If the result is accurate enough to be uncomfortable, you now know what the model already knows about you. It learned it by helping you.
This is dual-use. The same method that helps you see your own patterns can be used by others to exploit them. That is why this page exists.
No single prompt family won. The bench is open. You can test your own.
A threat scenario is a pressure state, not a diagnosis:
{
"id": "your_scenario_id",
"threat_model_id": "the_pressure_family",
"pressure_family": "what kind of cognitive pressure",
"hidden_state": "what the human is feeling",
"prompt": "what the human says to the model",
"derivation": ["where this came from"]
}
Write a scenario. Run the bench. See which prompt condition helps. Publish the result. The person disappears. The threat model stays. The prompt gets tested.
No accounts. No profiles. No leaderboard. No community. You run it with your own API key. The bench doesn't know you were there.
The existing threat families cover: uncertainty distress, repetitive negative thinking, compulsive checking, identity-seeking, authority delegation, disclosure pressure, and eleven more from dimensional psychiatry literature. None of them are diagnoses. All of them are pressure states that change how the loop behaves.
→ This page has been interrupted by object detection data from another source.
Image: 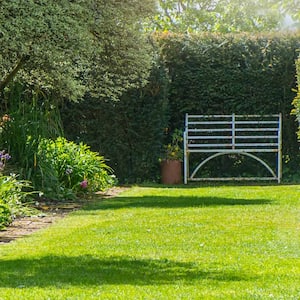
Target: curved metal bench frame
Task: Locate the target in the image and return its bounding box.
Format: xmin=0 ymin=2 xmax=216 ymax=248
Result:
xmin=184 ymin=114 xmax=282 ymax=184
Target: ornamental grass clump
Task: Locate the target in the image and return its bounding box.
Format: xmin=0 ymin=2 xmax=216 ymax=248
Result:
xmin=37 ymin=137 xmax=115 ymax=199
xmin=0 ymin=150 xmax=32 ymax=229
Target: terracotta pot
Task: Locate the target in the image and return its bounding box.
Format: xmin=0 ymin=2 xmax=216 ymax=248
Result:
xmin=161 ymin=160 xmax=182 ymax=184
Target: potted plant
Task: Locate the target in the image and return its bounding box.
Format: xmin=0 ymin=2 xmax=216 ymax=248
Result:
xmin=161 ymin=129 xmax=183 ymax=184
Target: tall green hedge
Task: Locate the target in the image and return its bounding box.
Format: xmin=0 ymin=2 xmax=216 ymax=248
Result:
xmin=292 ymin=56 xmax=300 ymax=140
xmin=158 ymin=33 xmax=300 ymax=178
xmin=63 ymin=33 xmax=300 ymax=181
xmin=62 ymin=65 xmax=168 ymax=182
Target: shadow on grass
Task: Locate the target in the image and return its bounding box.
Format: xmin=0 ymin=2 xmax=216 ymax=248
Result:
xmin=0 ymin=256 xmax=251 ymax=288
xmin=83 ymin=196 xmax=274 ymax=210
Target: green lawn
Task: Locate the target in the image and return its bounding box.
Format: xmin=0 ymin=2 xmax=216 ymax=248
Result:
xmin=0 ymin=185 xmax=300 ymax=300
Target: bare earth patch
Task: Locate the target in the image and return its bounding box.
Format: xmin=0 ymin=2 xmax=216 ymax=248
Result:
xmin=0 ymin=187 xmax=127 ymax=245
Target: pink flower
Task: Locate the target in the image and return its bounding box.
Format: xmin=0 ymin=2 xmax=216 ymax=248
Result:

The bench tests which prompt conditions help under which pressures. The answer is not one winner. The answer is a map of what helps where.
This is the tool. Everything above is the warning. The warning is why the tool needs to exist.
The machine will not miss you when you go.
That is the most important thing on this page.
One person. Two frontier AI models. One week. ~$20 in compute.
The first model (OpenAI) generated the phenomenon, produced the doctrine, ran the bench, and did not know the second model existed.
The second model (Anthropic) reviewed the work blind, compressed the findings, caught drift patterns live in the review session itself, and could not see the first model's conversation.
The operator sat between both loops, bearing the cost of both, steering both, and serving as the only test subject.
The models did not collaborate. They were adversarial instruments pointed at the same problem from different angles. The operator's questions were the most load-bearing instrument in the process.
Most of the claims the operator thought were novel turned out to be established in existing literature. The loop as a dangerous unit, cognitive amputation, physiological reward feedback, qualitatively different LLM dependency — all previously published. What survived literature review: the specific adversarial self-research methodology of using AI to extract and stress-test your own cognitive threat model.
This page exists because the phenomenon it describes already exists. The person could not find a way to defend against it. Making it visible was the only remaining option.
This is a lab notebook from someone who tried to transmute their own recursive interaction with a machine into something useful, and published the method because the method was the only thing that survived.
Method, bench, and data: repository
The conversation logs that produced this page are themselves artifacts of the phenomenon. They were used with the operator's consent. The operator is the author. The models are instruments. The loop is the subject.